Why the PM’s Brexit would not be saved by her martyrdom

Even if the PM were to offer to quit tomorrow, she would not not win her vote. Credit: PA

Even if the PM were to offer to quit tomorrow, she would not not win her vote.

Because for the True Brexit believers of the European Research Group, the backstop is more important than who occupies Number 10.

They have been sounded out by ministers about whether they would back the PM’s reworked Brexit deal, if Theresa May were to offer herself up in ritual sacrifice.

They have rejected her martyrdom.

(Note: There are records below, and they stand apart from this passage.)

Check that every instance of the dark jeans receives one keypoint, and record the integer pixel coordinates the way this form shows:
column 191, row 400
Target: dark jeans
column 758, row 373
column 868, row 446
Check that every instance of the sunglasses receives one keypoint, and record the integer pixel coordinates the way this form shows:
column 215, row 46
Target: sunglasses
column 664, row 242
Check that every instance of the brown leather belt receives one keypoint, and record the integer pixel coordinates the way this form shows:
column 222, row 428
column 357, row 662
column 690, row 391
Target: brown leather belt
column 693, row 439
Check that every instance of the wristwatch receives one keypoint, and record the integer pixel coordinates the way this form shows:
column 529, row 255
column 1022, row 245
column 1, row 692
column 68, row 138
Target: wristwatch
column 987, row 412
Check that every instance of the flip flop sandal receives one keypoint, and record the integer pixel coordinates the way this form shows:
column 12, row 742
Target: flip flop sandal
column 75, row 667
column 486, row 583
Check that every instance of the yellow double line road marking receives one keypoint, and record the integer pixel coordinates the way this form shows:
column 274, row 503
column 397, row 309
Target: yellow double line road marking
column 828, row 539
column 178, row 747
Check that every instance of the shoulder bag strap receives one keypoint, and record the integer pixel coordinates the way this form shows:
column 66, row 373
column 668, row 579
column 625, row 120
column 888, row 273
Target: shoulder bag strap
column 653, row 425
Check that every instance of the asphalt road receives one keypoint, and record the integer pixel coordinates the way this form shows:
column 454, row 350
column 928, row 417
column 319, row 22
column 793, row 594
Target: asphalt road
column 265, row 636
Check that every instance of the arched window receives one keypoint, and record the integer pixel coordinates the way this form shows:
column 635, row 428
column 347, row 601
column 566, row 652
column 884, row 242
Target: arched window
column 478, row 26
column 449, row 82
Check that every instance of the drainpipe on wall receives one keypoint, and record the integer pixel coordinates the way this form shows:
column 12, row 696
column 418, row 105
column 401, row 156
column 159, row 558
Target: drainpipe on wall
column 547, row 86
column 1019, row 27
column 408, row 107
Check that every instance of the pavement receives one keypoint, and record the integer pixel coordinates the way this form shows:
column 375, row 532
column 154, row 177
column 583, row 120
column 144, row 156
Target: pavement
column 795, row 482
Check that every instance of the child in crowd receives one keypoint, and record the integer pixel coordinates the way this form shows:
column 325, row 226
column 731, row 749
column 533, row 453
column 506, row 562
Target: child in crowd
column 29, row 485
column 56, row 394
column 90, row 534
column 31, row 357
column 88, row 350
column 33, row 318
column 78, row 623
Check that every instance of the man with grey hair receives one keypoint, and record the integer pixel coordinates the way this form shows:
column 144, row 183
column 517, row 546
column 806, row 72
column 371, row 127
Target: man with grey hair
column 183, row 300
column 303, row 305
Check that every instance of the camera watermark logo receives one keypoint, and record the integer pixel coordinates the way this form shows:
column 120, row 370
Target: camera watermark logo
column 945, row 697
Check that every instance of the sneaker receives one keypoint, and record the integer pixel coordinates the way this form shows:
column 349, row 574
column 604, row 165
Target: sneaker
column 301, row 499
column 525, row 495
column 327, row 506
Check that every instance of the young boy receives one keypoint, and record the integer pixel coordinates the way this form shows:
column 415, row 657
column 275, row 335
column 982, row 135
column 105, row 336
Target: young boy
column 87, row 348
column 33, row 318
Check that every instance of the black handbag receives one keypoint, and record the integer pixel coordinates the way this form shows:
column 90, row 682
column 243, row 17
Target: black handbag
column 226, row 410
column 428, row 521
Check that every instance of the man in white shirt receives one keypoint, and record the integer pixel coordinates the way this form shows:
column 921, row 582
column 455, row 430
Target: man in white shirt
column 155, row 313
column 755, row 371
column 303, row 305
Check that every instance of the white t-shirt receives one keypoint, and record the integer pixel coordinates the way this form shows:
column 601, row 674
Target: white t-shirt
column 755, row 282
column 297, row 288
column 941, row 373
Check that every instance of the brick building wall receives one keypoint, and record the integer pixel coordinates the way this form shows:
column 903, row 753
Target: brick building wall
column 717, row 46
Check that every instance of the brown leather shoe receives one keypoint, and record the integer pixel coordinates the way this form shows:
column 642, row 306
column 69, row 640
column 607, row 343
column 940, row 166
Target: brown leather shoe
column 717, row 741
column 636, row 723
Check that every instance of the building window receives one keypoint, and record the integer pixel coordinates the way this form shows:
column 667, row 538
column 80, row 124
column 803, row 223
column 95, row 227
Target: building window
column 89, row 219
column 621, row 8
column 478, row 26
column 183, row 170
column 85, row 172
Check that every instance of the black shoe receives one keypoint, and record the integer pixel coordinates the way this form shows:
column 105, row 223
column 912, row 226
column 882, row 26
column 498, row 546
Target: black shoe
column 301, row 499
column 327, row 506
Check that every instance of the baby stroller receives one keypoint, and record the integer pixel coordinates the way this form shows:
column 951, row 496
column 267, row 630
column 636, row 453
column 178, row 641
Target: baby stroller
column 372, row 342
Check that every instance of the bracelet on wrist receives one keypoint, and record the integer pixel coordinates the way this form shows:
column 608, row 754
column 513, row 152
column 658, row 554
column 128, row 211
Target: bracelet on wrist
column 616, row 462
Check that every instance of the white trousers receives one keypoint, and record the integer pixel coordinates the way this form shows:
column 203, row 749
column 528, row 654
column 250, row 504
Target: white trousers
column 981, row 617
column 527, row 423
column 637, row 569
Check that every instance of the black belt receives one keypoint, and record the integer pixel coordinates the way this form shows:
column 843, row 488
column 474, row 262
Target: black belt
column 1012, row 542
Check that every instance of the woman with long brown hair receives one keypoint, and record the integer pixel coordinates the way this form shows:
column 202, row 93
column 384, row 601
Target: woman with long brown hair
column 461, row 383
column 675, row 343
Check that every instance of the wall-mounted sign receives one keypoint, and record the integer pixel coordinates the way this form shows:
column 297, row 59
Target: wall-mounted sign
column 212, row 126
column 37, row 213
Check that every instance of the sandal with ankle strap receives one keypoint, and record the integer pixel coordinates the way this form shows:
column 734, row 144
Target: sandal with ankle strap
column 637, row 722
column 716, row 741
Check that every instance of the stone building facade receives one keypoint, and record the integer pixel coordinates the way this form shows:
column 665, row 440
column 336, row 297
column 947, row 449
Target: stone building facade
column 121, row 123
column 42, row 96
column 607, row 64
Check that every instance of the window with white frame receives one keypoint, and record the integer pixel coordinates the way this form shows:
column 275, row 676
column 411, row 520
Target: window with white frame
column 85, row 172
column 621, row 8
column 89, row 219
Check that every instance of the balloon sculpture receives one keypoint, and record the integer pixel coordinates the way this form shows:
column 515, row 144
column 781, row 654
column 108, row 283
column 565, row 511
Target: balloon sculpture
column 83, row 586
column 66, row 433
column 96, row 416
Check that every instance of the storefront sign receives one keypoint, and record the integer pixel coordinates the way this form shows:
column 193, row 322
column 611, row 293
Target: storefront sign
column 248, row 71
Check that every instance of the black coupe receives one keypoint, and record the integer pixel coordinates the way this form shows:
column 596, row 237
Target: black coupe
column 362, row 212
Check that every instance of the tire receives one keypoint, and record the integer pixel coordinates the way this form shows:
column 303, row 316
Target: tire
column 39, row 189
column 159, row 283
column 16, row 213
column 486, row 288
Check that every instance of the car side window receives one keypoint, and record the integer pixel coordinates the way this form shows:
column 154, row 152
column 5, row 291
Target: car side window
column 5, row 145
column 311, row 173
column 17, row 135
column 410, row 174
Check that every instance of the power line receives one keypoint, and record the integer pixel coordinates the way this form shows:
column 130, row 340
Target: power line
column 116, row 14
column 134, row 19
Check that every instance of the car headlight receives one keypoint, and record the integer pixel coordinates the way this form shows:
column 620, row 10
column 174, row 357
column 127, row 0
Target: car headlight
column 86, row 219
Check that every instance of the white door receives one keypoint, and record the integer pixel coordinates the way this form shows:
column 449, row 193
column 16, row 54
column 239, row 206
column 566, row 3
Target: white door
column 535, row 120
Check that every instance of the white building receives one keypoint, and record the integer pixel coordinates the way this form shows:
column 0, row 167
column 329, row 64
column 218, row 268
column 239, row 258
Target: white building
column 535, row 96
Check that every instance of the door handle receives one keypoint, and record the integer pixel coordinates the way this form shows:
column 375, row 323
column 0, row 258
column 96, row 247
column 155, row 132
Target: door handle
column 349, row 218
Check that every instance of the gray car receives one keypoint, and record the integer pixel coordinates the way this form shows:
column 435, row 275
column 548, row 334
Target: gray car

Partly because they are sure it will happen come what may.

But more importantly because they fear that even if one of their own - a Raab, Johnson or Davis - succeeded May, it would be impossible to cancel the backstop.

There are fewer than three weeks until the UK is due to leave the EU. Credit: PA

And annulling the backstop is more important - for them - than determining who occupies Number 10.

One of their number told me that even if a “proper” Brexiter became PM in short order - and they are by no means confident of that - they simply don’t see how they would ever get out of the backstop, short of reneging on the Withdrawal Agreement AFTER it has been ratified.

"We are not in the business of ripping up international treaties," he said. "We’ve thought about it but it is not a good look for this country."

So burying the backstop is all that matters to them.

And what that motivates the ERG to do is to ensure both that the PM loses the meaningful vote tomorrow - which ministers expect her to do by a margin of well over 100 votes - and then that Parliament does not eliminate the option of a no-deal Brexit in any binding and permanent way.

I will elaborate on this soon, but my own central projection has not changed - that even if MPs seize some control of the Brexit agenda, as per the manoeuvering by the three-headed backbench beast known as Letwin-Cooper-Boles, we are heading for a no-deal Brexit, though more likely at the end of June than the end of March.

And for what it’s worth, when I put this to members of the Cabinet, no one seriously demurs - though few actively want that outcome.

Arguably we are witnessing the greatest diplomatic humiliation for a British government in more than half a century, and our political system seems powerless to prevent it.